The other technical scheme of the invention is the application of the rhamnose carbon glycoside medicine in preparing the medicine for treating breast cancer.

The other technical scheme of the invention is the application of the rhamnose carbon glycoside drug in preparing drugs for treating liver cancer.

Drawings

FIG. 1 is a NMR spectrum of Compound 3 r.

FIG. 2 is a NMR carbon spectrum of Compound 3 r.

Detailed Description

Preparation of rhamnose carbon glycoside compound

Synthesis of rhamnose intermediate

Acetylation of rhamnose

L-Rhamnose (18.0g,109.8mmol) was dissolved in acetic anhydride (64mL), pyridine (47mL) was added to dissolve completely, and the reaction was carried out in a water bath. TLC monitoring was done until the reaction was complete. And (3) post-treatment: equivalent dichloromethane was added, poured into water, the aqueous phase was extracted twice with ethyl acetate (2 × 25mL) and the organic phases combined, washed several times with 1M HCl until pyridine free (dot panel uv free), saturated sodium carbonate solution until PH 7, washed 2 times with water, the organic phases combined, dried over sodium sulfate and concentrated to give total acetyl rhamnose as a colorless oil 35.28g with a yield of 96%.

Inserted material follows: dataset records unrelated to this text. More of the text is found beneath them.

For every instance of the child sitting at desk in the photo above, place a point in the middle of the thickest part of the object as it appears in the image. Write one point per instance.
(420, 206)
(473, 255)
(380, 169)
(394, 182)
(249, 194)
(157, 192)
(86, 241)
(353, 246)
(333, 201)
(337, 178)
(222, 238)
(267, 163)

Bromination of peracetyl rhamnose

Under nitrogen, a solution of rhamnose (36.6g, 110.5mmol) dissolved in dichloromethane (180mL) was added and stirred for 30 min. 33% HBr/AcOH (19.1mL) was added slowly (3s/D) dropwise from an isopiestic dropping funnel under ice-bath. The colorless solution gradually turns yellow, and the plate is monitored after the dripping is finished. And (3) post-treatment: slowly dropwise into ice water sodium bicarbonate mixture (100mL), the aqueous phase was washed twice with dichloromethane (2X 25mL), and the organic phase was saturated NaHCO ₃ Washing to neutrality, washing with water once, combining organic phases, drying with anhydrous sodium sulfate, performing flash column chromatography twice, concentrating under reduced pressure to obtain white oil, adding petroleum ether, and recrystallizing to obtain bromoacetyl rhamnose solid 22.54 g. The calculated pure yield was 58%.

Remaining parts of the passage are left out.